Su voz comenzó a quebrarse.

—La he llevado conmigo todos estos años.

No extendí la mano.

—Quédate con ella.

Levantó la vista.

—¿No la quieres?

—Tengo sus dibujos.

—Sus fotografías.

—Su primer diente.

—El vestido que usó en su cumpleaños.

Respiré.

—Yo no necesito cargar una medalla para recordar que tuve una hija.
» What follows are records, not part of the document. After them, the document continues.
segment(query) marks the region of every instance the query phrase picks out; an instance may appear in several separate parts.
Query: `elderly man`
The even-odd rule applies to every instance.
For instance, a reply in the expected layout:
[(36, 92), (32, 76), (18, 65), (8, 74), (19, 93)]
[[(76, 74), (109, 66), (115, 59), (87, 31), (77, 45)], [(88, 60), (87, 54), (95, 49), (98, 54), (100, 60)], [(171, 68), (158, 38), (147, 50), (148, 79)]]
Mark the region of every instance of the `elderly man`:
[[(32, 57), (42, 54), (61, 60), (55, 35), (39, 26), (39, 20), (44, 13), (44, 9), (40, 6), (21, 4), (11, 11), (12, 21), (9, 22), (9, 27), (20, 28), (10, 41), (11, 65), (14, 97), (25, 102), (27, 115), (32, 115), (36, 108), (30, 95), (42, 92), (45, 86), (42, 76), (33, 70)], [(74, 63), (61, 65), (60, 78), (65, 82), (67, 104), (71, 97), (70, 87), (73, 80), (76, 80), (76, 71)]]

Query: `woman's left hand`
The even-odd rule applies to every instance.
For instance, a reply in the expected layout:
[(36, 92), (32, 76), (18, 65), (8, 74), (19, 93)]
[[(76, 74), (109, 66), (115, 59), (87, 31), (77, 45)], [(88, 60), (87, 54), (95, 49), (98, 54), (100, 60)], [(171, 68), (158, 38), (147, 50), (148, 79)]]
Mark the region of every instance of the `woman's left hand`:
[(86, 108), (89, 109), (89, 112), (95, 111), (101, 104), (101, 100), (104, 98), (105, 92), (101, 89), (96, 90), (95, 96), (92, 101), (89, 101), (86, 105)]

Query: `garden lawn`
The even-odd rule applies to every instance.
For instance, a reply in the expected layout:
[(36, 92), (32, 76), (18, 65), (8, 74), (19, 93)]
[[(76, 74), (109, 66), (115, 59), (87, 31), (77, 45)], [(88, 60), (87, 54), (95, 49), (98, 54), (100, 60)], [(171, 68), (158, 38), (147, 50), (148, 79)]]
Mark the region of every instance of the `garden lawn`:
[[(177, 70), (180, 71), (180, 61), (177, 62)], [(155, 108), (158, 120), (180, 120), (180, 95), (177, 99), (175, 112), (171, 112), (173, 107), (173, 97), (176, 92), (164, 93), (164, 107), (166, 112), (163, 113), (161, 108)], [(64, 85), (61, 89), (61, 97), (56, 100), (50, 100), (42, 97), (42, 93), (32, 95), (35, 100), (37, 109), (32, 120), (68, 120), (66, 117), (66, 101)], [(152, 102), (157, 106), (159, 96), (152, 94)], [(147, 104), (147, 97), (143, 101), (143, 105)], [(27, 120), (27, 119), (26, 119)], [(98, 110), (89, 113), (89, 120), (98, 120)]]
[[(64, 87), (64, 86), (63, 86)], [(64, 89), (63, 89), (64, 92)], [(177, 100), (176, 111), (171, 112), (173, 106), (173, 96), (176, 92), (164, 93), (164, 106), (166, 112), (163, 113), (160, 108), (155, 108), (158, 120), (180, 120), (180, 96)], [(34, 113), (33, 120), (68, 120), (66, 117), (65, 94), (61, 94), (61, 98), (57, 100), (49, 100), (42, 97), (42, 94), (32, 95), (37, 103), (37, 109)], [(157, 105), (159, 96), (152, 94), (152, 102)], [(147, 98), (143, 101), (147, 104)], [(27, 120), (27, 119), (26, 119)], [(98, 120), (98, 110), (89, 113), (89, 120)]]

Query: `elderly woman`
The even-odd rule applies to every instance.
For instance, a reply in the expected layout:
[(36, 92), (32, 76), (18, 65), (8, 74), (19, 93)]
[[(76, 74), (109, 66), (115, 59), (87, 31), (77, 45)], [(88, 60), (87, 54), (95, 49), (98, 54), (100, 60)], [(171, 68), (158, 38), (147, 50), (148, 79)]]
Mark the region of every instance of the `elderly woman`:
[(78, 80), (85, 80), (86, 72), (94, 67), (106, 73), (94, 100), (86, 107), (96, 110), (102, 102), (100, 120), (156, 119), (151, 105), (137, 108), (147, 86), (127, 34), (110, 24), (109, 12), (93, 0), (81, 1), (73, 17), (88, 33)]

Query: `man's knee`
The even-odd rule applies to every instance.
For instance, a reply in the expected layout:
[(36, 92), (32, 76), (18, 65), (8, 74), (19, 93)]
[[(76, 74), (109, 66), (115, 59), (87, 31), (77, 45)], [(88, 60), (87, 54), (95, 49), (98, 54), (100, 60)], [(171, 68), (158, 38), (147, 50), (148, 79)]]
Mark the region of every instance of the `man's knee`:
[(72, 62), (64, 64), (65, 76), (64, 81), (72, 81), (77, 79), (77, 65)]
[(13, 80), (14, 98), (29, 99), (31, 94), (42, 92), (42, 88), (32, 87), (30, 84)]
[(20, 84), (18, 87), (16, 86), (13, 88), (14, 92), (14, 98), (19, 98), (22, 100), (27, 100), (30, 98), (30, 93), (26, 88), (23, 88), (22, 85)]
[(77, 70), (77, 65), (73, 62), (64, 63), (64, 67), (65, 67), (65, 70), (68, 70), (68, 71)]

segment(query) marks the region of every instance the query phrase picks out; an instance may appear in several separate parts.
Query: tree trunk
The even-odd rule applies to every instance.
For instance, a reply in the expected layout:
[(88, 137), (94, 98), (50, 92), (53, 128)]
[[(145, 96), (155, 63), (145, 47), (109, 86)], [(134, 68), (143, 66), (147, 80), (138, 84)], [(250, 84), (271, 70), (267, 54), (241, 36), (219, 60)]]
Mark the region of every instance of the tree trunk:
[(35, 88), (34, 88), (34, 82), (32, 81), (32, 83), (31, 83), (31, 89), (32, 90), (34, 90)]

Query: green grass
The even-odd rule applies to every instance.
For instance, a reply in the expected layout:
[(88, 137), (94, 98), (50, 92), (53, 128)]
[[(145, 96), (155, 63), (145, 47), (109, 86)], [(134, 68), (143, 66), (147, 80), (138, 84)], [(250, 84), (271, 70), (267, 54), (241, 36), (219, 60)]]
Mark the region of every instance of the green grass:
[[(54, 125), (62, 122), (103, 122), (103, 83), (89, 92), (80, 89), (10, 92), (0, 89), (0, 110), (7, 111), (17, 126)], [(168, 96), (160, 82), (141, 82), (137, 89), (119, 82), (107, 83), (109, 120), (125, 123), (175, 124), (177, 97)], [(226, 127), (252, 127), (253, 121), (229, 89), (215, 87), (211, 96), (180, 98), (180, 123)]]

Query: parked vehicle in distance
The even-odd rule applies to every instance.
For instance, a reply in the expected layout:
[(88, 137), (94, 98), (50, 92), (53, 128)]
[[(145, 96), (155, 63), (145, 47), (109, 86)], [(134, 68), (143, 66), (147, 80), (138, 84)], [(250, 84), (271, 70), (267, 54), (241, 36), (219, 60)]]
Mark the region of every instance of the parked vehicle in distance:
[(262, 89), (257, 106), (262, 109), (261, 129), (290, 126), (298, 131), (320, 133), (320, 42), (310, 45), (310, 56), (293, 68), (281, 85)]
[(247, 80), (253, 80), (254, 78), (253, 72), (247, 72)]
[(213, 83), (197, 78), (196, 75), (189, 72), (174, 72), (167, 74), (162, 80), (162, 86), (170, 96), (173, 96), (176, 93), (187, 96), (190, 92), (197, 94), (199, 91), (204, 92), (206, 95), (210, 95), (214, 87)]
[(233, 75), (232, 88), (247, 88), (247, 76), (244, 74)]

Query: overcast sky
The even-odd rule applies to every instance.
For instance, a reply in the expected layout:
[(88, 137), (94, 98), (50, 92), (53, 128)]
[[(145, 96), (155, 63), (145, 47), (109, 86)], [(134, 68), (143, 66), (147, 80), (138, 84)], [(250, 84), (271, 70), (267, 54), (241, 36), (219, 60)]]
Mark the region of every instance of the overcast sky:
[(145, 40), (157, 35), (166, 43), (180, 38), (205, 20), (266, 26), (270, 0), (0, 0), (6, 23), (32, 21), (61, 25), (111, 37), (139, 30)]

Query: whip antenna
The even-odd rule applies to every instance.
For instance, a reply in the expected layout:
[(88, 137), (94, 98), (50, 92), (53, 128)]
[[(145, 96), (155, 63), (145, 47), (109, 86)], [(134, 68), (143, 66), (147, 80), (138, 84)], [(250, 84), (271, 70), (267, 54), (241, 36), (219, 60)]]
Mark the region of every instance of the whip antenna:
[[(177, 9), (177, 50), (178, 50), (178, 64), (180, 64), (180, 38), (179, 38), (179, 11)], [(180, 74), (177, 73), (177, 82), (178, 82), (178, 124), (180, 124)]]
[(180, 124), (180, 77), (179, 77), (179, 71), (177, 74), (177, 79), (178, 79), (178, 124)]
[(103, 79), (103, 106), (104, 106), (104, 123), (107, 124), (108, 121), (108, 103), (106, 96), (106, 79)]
Sebastián cerró lentamente la caja.


Mateo llamó desde los brazos de Daniel:

—Mamá.

Me volví.

—Tengo hambre.

Sonreí.

—Vamos a buscar algo.

Daniel tomó mi mano.

Antes de alejarnos, Sebastián pronunció mi nombre una última vez.

—Elena.

Me detuve.

—Si pudiera volver atrás…

No me giré.

—No puedes.

Hubo un largo silencio.

Después añadió:

—¿Alguna vez podrás perdonarme?

Pensé en Ana.

No en sus últimos momentos.

En su risa.

En sus crayones tirados por toda la sala.

En la forma en que corría hacia mí cuando llegaba de una misión.

Aquellos eran los recuerdos que había decidido conservar.

Finalmente respondí:

—Perdonarte ya no es una tarea que me corresponda.

Y continué caminando.


Mateo tomó una mano de Daniel y otra mía mientras atravesábamos el jardín.

Detrás de nosotros, la reunión continuó.

Pero Sebastián permaneció solo junto a la puerta.

General de brigada.

Uniforme impecable.

Carrera recuperada.

Respeto público.

Todo aquello por lo que había luchado durante años.

Y aun así, mientras observaba a otro hombre marcharse con mi mano entrelazada en la suya y a un pequeño que lo llamaba papá…

Comprendió que había una derrota que ninguna estrella sobre sus hombros podía reparar.

Había perdido a su hija.

Había perdido a su esposa.

Y había vivido lo suficiente para ver a otro hombre recibir la familia que él mismo había destruido.